An ALJ’s findings will be upheld if the weight of the medical evidence supports the hypothetical posed by the ALJ. See Martinez v. Heckler, 807 F.2d 771, 774 (9th Cir. 1987); Gallant v. Heckler, 753 F.2d 1450, 1456 (9th Cir. 1984). The vocational expert’s testimony therefore must be reliable in light of the medical evidence to qualify as substantial evidence. See Embrey v. Bowen, 849 F.2d 418, 422 (9th Cir. 1988). Accordingly, the ALJ’s description of the claimant’s disability “must be accurate, detailed, and supported by the medical record.” Id. (citations omitted). The ALJ, however, may omit from that description those limitations he or she finds do not exist. See Rollins v. Massanari, 261 F.3d 853, 857 (9th Cir. 2001).

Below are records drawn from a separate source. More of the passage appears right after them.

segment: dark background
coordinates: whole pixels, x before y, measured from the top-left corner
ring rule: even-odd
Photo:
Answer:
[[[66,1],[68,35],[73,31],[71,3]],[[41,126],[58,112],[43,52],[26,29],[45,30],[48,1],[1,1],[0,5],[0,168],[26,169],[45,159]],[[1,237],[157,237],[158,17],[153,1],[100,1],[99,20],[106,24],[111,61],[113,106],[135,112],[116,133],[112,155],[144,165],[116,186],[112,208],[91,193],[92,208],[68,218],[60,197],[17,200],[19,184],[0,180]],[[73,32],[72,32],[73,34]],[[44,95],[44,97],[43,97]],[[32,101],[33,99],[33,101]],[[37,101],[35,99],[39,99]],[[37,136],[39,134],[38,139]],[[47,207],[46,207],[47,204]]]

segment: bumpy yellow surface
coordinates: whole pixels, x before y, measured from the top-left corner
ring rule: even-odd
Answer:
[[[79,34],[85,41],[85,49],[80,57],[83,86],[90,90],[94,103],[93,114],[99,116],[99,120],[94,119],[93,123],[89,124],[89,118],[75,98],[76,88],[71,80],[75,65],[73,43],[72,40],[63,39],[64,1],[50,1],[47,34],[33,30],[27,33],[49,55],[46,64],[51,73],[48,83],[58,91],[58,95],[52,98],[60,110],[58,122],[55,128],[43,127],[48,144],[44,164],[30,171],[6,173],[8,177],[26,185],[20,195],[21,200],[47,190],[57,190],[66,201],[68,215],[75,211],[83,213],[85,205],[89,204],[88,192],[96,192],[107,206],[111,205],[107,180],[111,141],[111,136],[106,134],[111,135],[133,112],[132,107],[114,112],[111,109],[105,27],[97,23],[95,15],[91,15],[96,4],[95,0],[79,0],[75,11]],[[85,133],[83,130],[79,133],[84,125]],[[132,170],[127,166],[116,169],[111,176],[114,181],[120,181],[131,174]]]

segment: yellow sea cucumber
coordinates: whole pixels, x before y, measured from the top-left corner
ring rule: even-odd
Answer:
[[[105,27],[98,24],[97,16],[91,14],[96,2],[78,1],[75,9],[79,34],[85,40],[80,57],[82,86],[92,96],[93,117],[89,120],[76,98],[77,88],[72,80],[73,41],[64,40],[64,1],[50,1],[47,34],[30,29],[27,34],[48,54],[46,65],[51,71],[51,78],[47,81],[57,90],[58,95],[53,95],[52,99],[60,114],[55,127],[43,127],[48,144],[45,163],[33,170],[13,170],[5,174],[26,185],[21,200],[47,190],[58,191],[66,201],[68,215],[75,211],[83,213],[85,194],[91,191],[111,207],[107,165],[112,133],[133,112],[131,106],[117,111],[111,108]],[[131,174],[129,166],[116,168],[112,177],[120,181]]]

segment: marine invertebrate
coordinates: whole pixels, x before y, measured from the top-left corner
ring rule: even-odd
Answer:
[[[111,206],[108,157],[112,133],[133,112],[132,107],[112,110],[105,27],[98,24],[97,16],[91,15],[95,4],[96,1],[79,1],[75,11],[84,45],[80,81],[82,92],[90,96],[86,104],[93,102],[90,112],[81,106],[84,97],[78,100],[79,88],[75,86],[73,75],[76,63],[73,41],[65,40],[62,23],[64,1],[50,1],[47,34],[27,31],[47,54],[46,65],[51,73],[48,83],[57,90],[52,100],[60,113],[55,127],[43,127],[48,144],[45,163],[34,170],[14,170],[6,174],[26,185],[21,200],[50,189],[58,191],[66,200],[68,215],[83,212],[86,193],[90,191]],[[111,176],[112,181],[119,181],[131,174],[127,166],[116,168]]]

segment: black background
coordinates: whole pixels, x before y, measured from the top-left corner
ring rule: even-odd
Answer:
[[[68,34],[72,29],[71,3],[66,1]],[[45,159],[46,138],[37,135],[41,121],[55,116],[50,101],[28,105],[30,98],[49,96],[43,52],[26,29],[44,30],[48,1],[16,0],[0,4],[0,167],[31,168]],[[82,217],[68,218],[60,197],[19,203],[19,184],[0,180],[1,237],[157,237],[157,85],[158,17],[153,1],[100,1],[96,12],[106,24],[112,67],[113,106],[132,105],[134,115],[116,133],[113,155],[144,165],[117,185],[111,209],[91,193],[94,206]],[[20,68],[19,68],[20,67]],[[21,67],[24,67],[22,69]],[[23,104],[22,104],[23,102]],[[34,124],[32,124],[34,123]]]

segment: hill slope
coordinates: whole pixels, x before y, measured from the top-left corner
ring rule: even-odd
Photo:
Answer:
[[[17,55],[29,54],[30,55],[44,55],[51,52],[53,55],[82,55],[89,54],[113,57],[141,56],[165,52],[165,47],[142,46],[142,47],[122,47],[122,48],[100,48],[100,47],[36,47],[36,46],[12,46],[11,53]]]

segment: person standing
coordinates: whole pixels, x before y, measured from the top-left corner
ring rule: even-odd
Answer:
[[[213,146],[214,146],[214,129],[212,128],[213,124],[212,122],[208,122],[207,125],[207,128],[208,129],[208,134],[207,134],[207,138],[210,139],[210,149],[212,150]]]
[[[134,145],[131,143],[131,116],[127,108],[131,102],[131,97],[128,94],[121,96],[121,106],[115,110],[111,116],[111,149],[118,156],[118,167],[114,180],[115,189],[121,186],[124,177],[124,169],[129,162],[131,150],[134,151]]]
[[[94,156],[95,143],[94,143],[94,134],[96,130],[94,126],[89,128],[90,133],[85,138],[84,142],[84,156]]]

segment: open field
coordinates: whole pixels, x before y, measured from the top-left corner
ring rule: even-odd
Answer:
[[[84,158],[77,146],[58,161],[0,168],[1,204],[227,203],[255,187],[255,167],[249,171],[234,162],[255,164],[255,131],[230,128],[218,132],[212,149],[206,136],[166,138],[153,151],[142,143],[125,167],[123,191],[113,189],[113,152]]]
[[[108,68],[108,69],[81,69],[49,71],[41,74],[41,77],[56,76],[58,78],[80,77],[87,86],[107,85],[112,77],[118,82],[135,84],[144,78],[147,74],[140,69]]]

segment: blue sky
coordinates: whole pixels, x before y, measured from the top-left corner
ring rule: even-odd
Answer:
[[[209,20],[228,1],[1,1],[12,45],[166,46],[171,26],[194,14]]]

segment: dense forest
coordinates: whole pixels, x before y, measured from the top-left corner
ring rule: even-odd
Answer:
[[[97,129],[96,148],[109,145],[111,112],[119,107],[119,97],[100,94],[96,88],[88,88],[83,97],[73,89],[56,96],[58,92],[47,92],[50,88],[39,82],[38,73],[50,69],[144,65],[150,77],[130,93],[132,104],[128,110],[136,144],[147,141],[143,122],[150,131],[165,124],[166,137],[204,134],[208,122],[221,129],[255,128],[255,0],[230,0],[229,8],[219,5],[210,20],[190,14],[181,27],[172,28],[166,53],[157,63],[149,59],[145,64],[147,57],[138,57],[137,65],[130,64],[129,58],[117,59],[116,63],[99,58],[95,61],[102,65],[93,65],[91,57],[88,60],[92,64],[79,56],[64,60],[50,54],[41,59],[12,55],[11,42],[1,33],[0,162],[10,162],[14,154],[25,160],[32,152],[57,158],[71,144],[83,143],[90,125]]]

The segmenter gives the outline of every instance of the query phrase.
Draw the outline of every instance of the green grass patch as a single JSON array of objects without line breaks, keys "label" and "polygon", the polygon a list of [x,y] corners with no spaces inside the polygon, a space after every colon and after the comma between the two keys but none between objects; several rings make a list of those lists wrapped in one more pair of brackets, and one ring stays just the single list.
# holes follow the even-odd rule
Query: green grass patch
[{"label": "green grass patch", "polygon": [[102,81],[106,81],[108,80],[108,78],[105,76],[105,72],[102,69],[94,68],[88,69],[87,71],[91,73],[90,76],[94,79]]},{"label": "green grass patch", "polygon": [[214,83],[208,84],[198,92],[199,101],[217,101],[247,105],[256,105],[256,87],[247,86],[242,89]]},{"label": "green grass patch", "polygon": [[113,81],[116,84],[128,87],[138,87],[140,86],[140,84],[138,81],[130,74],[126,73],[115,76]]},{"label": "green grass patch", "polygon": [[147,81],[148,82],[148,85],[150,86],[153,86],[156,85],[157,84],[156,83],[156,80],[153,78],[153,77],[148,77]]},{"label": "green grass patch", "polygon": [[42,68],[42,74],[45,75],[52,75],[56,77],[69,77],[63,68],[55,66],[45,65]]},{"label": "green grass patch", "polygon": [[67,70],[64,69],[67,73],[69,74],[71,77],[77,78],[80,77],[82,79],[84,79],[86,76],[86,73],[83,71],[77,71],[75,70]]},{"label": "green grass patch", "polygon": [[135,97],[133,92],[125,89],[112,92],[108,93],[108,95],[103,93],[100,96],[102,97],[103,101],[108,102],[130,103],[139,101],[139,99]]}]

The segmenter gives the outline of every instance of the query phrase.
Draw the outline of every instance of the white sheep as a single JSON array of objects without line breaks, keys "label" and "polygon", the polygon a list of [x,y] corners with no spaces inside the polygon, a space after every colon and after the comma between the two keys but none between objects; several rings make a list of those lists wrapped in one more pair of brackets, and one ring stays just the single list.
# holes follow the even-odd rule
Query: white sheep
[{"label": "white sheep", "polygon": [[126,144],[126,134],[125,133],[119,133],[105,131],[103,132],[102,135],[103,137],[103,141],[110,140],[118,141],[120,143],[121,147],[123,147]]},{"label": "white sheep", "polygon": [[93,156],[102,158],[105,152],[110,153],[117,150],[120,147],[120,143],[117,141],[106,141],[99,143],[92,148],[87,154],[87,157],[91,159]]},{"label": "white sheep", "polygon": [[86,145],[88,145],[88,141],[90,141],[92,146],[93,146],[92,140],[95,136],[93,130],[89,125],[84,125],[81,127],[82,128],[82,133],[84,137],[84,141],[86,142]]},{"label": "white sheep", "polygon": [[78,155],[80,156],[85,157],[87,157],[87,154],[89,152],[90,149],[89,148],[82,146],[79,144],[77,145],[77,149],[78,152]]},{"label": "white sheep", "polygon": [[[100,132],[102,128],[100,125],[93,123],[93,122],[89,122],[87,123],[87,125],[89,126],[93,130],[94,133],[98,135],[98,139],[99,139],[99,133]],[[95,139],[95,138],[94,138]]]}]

At the hearing, the ALJ posed a hypothetical question to the vocational expert containing substantially the same limitations as were included in the ALJ’s assessment of plaintiff’s RFC. See AR 51-55. In response to that question, the vocational expert testified that an individual with those limitations – and with the same age, education and work experience as plaintiff – would be able to perform other jobs. See id. Based on the testimony of the vocational expert, the ALJ found plaintiff would be capable of performing other jobs existing in significant numbers in the national economy. See AR 23-24. Again, however, because of the ALJ’s errors in evaluating the lay witness evidence in the record and in assessing plaintiff’s RFC, the hypothetical question the ALJ posed cannot be said to completely and accurately describe all of plaintiff’s limitations. As such, the ALJ erred in relying on the vocational expert’s testimony to finding plaintiff to be not disabled here at step five.


Based on the foregoing discussion, the Court hereby finds the ALJ improperly concluded plaintiff was not disabled. Accordingly, defendant’s decision to deny benefits is REVERSED and this matter is REMANDED for further administrative proceedings.